It's all about...popular girls...rec rooms...summers at the lake...dates with wealthy, thrill-crazy boys...black-market antiques...small town political corruption...and finding your true path in life. The Paris Hat considers the sometimes frothy, sometimes serious world of novels for teenage girls from the 1950s and 60s.

Friday, March 11, 2011

Summer of Machu Picchu

Title: Fancy Free
Author: Betty Cavanna
Publisher: William Morrow, 1961
Setting: Peru
Provenance: formerly the property of Hazelton Public School Library, Chillicothe, Missouri
Fun: raising a baby llama, smuggling, Machu Picchu
Quote: "Nine o'clock?" Fancy asked, startled. "Isn't that awfully late?"
Sophistication and nonchalance practically poured from Tom's reply. "It's on the early side for the Lima dinner hour, actually. The only reason they feed us here at eight is that archeologists -- particularly archeologists norteamericanos -- get hungrier earlier."

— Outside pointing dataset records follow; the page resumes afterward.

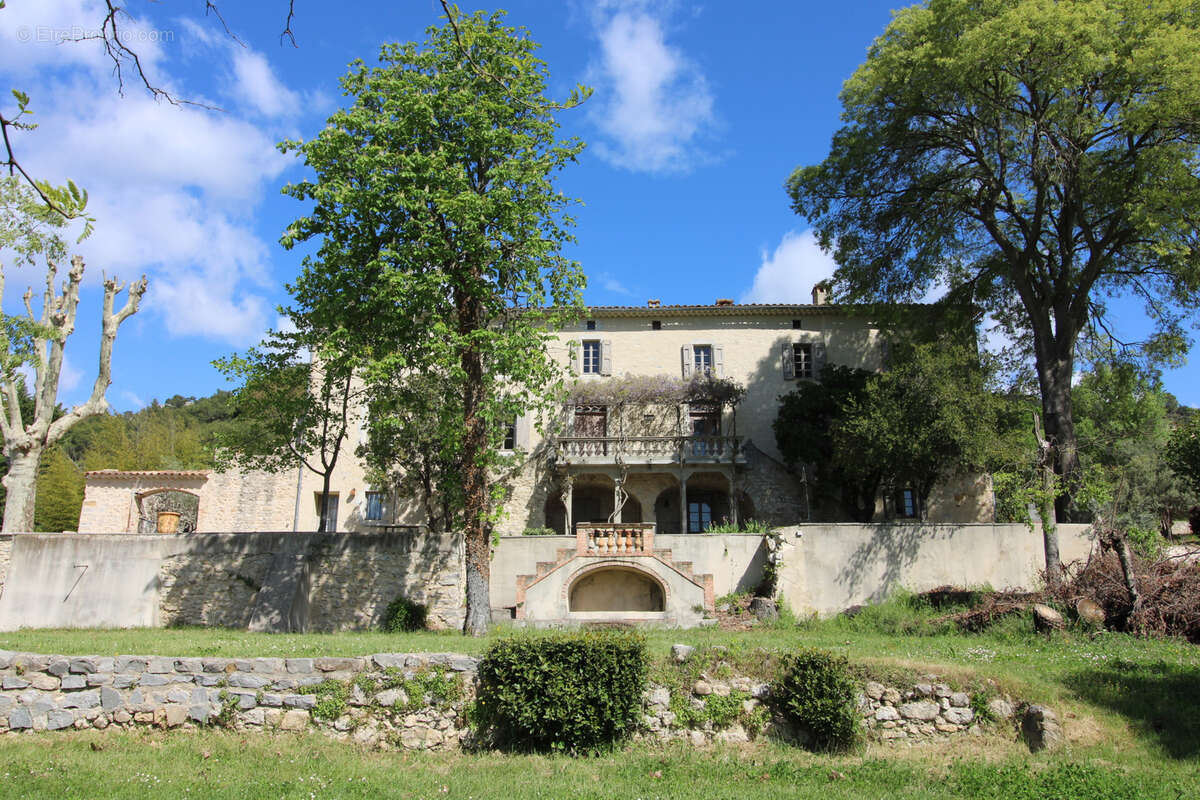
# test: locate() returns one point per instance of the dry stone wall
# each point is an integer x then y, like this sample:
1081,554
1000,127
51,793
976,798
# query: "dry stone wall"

You have to admire a teen author who sets her novel in a country that in 1961 was probably exotic to her readers. As I mentioned in my bio post, Cavanna travelled a lot, and I can only assume Fancy Free is the result of a visit to Peru and a climb to Machu Picchu.

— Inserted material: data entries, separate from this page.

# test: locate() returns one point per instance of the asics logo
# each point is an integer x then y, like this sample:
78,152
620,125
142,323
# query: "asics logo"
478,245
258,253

Cavanna's heroines are often situated in academic families, and this is the case for Francesca (Fancy) Jones, who is brought to Peru by her archeologist father. The downside of an isolated archeological dig, from Fancy's point of view, is no interesting boys. Cavanna's female protagonists come in many varieties, but in Fancy Free she deliberately makes Fancy a pretty girl who, while not stupid, is mainly interested in having fun. She also creates a foil for Fancy in Silence Crawford, a Harvard student who wears slacks and doesn't own a single tube of lipstick. The girls become friends, naturally, and influence each other a little (Silence consents to having her hair done in a Lima beauty parlor, Fancy becomes fascinated by Peru and the Incas) -- but only a little.

As for the uninteresting boys, Fancy Free boasts three -- glamorous Tom Kimball, dull Jack McMahon, and juvenile Chris Barlow. Alas, Tom Kimball, after starring as the hero through three-quarters of the book, turns out to be an smuggler of Inca artifacts. This leaves the field open for Chris Barlow, who helps Fancy get revenge on Tom. But the real pleasure of Fancy Free is in its setting. It appreciates Peru, you might say -- without condescension and without turning it into merely an exotic background. A large section of it is set in a remote area, and the Quecha-speaking natives emerge as secondary characters, while Lima is presented as a sophisticated, modern city. I've never been to Peru, but if I do ever go I hope it will still have something of the untouristed country of Fancy Free.